In one of its trend pieces that I hope to be true, the New York Times has declared that the telephone is falling out of favor. Pamela Paul makes the case:
“I literally never use the phone,” Jonathan Adler, the interior designer, told me. (Alas, by phone, but it had to be.) “Sometimes I call my mother on the way to work because she’ll be happy to chitty chat. But I just can’t think of anyone else who’d want to talk to me.” Then again, he doesn’t want to be called, either. “I’ve learned not to press ‘ignore’ on my cellphone because then people know that you’re there.”
“I remember when I was growing up, the rule was, ‘Don’t call anyone after 10 p.m.,’ ” Mr. Adler said. “Now the rule is, ‘Don’t call anyone. Ever.’ ”
Phone calls are rude. Intrusive. Awkward. “Thank you for noticing something that millions of people have failed to notice since the invention of the telephone until just now,” Judith Martin, a k a Miss Manners, said by way of opening our phone conversation. “I’ve been hammering away at this for decades. The telephone has a very rude propensity to interrupt people.”

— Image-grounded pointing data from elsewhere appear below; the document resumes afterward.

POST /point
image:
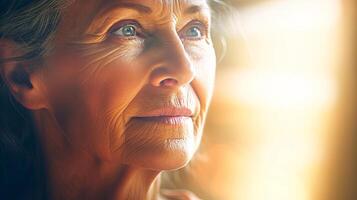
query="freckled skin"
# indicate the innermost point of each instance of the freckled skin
(97, 82)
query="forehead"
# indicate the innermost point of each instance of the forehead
(82, 15)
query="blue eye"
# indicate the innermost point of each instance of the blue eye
(193, 32)
(128, 30)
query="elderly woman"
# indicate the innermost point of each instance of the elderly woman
(98, 97)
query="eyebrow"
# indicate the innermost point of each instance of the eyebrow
(135, 6)
(147, 10)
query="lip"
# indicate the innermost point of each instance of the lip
(167, 115)
(168, 112)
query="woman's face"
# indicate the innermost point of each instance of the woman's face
(130, 81)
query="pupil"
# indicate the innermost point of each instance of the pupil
(129, 31)
(194, 32)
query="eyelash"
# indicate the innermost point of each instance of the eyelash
(142, 33)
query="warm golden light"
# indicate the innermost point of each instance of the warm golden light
(276, 107)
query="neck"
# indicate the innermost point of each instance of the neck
(125, 183)
(78, 175)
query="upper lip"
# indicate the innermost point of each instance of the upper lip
(169, 111)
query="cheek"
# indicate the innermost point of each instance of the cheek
(88, 97)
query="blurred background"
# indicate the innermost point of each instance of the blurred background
(282, 121)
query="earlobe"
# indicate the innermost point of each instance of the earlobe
(23, 83)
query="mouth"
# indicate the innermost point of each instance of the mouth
(167, 115)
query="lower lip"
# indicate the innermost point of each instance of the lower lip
(173, 120)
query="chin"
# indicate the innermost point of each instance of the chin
(174, 154)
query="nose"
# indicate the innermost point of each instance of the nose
(174, 67)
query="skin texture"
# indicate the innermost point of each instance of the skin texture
(89, 92)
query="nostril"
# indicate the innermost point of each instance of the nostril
(168, 82)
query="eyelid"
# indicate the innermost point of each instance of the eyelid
(120, 24)
(201, 24)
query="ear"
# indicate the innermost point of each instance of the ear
(24, 84)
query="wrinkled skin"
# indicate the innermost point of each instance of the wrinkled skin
(97, 82)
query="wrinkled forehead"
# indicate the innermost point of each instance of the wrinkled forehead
(83, 13)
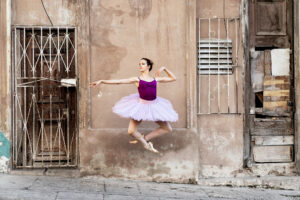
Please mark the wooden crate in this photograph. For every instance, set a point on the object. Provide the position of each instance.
(276, 95)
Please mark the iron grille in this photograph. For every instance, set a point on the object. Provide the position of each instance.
(44, 85)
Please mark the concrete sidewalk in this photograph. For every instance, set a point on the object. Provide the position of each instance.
(92, 187)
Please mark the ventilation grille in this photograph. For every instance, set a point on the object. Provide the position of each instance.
(214, 57)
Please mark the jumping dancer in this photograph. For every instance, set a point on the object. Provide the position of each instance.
(145, 105)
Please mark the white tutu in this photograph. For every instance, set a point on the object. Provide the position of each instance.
(134, 107)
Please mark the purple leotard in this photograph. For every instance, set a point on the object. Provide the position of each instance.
(145, 105)
(147, 90)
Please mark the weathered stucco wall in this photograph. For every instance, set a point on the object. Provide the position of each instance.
(221, 135)
(121, 33)
(112, 37)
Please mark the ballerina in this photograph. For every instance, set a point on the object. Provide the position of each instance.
(145, 105)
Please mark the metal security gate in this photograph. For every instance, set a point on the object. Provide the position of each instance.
(44, 84)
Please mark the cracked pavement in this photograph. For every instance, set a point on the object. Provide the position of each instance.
(94, 187)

I have a feeling that Paul, and most of her sources, are men and women with a healthy amount of self-confidence. That's because the article never hints at the biggest problem people like me have with the phone. It's not intrusiveness. In fact, my instrument (as Ernestine always called it) has never been busy enough for me to complain about it.
No, shy people hate the telephone for a simpler reason: You can't see how the person on the other end is reacting to what you're saying! If you have a lot of self-esteem, this isn't a problem (I'm guessing). You just assume that the other person wants to talk with you — or, in the occasional adversarial call, is afraid not to talk with you. Not seeing the person's face isn't a huge disadvantage, and it can even make things easier not to see him rolling his eyes or distracting himself by checking Facebook.

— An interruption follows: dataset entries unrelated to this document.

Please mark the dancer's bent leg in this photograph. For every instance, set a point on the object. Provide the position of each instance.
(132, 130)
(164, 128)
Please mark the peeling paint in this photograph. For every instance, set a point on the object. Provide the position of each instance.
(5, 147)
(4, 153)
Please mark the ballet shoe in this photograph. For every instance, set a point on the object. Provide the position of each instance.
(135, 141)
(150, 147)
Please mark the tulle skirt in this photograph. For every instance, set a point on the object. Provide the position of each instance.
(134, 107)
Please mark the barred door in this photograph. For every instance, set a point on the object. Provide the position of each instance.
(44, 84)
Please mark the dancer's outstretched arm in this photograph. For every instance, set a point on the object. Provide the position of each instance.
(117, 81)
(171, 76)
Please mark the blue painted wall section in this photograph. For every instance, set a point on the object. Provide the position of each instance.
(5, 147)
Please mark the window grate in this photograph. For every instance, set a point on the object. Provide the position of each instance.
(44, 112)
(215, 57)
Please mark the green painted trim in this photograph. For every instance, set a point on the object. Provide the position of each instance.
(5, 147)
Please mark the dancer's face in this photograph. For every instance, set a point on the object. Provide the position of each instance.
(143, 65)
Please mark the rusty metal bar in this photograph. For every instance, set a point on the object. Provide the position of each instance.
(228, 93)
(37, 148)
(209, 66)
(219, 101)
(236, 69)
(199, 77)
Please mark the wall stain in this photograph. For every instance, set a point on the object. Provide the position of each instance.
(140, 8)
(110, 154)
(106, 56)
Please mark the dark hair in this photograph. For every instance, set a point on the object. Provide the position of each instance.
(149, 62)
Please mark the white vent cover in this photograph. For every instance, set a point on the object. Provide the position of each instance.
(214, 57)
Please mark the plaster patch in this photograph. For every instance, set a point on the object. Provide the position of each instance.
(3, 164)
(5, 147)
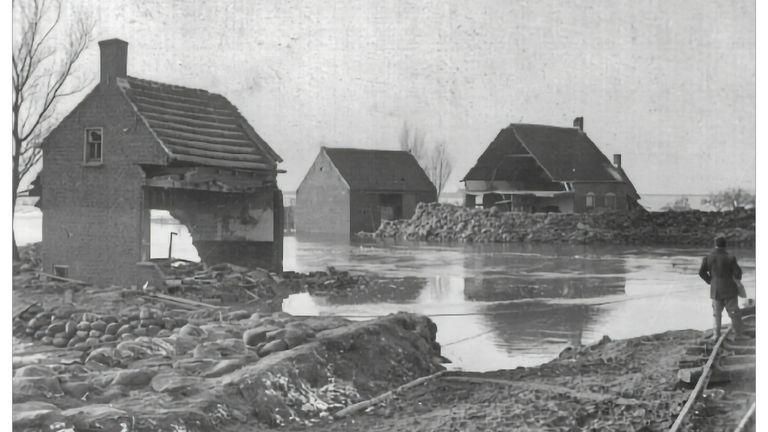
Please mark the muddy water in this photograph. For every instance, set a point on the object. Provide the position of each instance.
(497, 306)
(503, 306)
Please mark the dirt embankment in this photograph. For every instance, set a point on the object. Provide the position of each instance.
(450, 223)
(207, 352)
(217, 374)
(621, 385)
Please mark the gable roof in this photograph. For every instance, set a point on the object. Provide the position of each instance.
(379, 170)
(197, 127)
(565, 154)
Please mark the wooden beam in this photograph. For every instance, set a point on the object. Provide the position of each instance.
(365, 404)
(222, 163)
(179, 150)
(203, 106)
(205, 138)
(63, 279)
(193, 127)
(175, 119)
(701, 384)
(597, 397)
(211, 118)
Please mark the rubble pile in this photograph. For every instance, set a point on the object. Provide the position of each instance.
(451, 223)
(205, 375)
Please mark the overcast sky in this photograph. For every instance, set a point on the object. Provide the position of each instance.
(668, 84)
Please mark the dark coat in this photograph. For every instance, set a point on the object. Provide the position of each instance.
(718, 269)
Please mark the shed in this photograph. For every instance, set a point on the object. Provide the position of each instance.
(349, 190)
(540, 168)
(133, 145)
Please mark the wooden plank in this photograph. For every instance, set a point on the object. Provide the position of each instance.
(214, 154)
(177, 119)
(214, 137)
(382, 397)
(203, 106)
(222, 163)
(185, 114)
(701, 384)
(63, 279)
(193, 127)
(597, 397)
(181, 300)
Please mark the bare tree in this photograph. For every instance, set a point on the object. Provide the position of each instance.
(43, 63)
(439, 166)
(412, 141)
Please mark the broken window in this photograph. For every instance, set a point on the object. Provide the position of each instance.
(169, 238)
(93, 145)
(60, 270)
(590, 200)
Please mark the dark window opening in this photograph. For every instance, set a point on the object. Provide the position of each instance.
(590, 200)
(61, 271)
(93, 145)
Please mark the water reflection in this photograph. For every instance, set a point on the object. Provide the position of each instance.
(498, 305)
(498, 277)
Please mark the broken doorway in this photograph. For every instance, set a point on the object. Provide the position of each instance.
(170, 238)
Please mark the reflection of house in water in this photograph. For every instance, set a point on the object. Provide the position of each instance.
(527, 324)
(539, 168)
(499, 277)
(133, 145)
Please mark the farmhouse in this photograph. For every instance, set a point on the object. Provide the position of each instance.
(133, 145)
(351, 190)
(536, 168)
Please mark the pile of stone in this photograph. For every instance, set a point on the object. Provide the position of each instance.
(450, 223)
(324, 283)
(239, 370)
(66, 327)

These days, reporters rely more and more on email, if only because it's become so difficult to reach anyone by phone. I don't mind communicating that way, even though it's often hard to decipher someone's tone and a lot (most?) of email inquiries are just ignored by their recipients. I can mask my shyness better through the typed word, and I don't feel at such an disadvantage against smooth talkers.
My preference for face-to-face interactions may not last, however. Researchers have discovered that older people are not as adept at reading facial expressions and — thus may not realize when they're boring the hell out of listeners. One experiment involved subjects watching the British version of the "cringe comedy" TV series The Office and failing to recognize what an ass David Brent was. As reported by Stephen Adams in the Telegraph:
Previous research by the University of Otago group has shown that people over 60 are worse at recognising anger, sadness and fear.
The researchers think this might be in part because older people find it more difficult to read the changing geometry of a person's face, which provides the brain with clues about their emotions.
Maybe when I'm older, I'll gradually convince myself that people do like talking with me — "They seem happy no matter what nonsense I spew out!" — and then I'll imagine them looking just as content on the other end of a phone call. Until then, if I have something to tell you, I'd rather do it to your face.